Muara Enim
InformasiPers. My. Id.
Mahkamah Kehormatan Dewan (MKD) seolah di anggap tiada, di sepelehkan, di buat tidak memiliki harga diri dan Kehormatan oleh SY Anggota dewan fraksi PKS yang melangsungkan nikah Sirih secara tergesa gesa pasca di lantik menjadi wakil rakyat terhormat.
Sebagai pejabat publik tentulah perbuatan tersebut melanggar etika moral adab dan melukai hati rakyat, bagaimana tidak di tengah himpitan ekonomi rakyat yang serba sulit, SY dengan santai hilir mudik dari Muara Enim ke Jakarta dan sebaliknya berbagi waktu antara istri sah istri Sirih tampa beban.

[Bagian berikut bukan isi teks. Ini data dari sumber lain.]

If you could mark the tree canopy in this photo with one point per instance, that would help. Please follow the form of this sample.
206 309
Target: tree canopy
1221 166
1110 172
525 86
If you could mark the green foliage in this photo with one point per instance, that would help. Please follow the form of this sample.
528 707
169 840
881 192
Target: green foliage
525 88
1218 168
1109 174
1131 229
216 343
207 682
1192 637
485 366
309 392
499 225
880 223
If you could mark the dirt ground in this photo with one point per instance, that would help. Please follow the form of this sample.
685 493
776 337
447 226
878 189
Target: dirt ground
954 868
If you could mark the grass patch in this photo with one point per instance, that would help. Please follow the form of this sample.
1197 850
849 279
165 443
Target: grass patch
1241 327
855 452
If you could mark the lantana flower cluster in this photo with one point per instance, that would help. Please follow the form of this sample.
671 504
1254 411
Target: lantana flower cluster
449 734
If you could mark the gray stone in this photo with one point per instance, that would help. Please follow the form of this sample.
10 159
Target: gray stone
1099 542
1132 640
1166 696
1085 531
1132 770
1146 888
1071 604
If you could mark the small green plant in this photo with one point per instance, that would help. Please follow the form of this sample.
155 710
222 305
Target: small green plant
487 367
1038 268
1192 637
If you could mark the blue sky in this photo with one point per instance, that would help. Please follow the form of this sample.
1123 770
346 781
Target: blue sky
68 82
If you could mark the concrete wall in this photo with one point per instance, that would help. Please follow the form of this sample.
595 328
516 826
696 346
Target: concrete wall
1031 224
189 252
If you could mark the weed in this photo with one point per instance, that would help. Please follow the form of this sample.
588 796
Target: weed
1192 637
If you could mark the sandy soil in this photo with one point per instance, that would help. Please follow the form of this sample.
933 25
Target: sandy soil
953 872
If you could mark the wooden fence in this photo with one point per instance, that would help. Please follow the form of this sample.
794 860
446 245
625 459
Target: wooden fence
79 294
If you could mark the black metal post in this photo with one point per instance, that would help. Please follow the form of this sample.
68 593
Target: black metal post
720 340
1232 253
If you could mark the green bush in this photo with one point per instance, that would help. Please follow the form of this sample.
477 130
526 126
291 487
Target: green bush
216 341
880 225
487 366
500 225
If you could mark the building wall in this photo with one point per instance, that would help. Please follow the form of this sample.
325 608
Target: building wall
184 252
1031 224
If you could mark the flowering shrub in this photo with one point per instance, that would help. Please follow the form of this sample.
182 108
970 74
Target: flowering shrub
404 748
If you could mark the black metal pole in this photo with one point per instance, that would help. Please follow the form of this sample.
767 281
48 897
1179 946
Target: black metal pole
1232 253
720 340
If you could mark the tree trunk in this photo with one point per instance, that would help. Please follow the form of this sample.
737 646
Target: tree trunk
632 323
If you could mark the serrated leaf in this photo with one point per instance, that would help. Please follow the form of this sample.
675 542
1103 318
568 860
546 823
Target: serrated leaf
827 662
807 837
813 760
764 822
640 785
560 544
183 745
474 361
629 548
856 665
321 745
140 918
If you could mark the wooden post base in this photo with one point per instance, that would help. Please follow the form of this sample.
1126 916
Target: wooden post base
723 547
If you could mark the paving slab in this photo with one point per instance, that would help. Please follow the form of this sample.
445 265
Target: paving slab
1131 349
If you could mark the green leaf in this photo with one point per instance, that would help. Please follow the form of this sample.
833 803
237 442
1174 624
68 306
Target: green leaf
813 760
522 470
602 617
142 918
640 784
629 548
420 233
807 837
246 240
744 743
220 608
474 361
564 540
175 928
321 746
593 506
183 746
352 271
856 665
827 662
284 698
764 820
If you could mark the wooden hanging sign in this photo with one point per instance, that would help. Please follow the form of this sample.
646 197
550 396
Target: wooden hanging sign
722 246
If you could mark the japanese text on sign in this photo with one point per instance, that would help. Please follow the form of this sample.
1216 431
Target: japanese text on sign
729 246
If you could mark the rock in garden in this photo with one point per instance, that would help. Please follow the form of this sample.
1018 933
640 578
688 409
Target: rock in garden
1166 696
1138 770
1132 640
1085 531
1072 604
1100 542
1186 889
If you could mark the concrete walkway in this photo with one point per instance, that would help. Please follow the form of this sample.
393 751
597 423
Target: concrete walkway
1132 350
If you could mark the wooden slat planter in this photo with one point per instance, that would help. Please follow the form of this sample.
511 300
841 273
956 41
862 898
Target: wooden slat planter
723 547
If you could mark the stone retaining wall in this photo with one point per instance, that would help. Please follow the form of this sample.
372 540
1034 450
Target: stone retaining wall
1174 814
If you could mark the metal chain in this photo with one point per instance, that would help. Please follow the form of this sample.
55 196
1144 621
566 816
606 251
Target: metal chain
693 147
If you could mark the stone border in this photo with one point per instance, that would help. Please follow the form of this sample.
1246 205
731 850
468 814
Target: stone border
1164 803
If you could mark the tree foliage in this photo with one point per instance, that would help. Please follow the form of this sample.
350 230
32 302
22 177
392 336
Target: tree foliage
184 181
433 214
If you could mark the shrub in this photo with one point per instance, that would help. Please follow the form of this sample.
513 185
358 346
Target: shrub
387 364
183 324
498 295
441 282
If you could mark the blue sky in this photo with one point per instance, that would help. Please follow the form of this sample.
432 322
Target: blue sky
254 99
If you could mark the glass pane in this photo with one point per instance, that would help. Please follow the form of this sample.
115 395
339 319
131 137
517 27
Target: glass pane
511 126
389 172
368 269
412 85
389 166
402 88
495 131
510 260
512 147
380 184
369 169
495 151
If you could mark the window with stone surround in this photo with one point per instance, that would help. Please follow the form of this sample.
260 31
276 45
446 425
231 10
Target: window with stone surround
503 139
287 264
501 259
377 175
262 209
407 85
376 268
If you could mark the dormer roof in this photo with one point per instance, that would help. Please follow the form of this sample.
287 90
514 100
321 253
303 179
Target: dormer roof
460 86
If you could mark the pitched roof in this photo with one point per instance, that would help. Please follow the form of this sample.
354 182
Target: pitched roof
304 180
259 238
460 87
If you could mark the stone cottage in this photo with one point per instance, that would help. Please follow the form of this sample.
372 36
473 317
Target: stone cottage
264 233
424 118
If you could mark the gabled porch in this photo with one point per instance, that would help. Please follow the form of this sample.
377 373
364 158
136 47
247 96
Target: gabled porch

Sudah barang tentu aktivitas tersebut menganggu pekerjaan sebagai wakil rakyat, tetapi dengan santai SY masih menikmati segala bentuk tunjangan maupun fasilitas yang berasal dari pajak rakyat, sungguh ironis.
Selain melukai batin rakyat SY tampa malu sering bercerita jika istri sirihnya wajahnya mirip artis Nafa urba dan parahnya lagi antara dirinya dan suami KR berteman, Waduh !!
Rayuan rayuan SY kepada KR sang Nafa Urba KW di lancarkan siang dan malam karena menurut kabar suami KR jarang pulang ke rumah karena tuntutan tugas, sontak saja SY leluasa melancarkan aksinya bertelponan dan bertemu dengan KR.
Hari berlalu bulanpun berlalu, terjadi pertengkaran antara KR dan suaminya hingga turun kata talak, nah... Setelah kejadian tersebut SY dan KR yang sudah kasmaran Ujuk Ujuk menikah ya menikah.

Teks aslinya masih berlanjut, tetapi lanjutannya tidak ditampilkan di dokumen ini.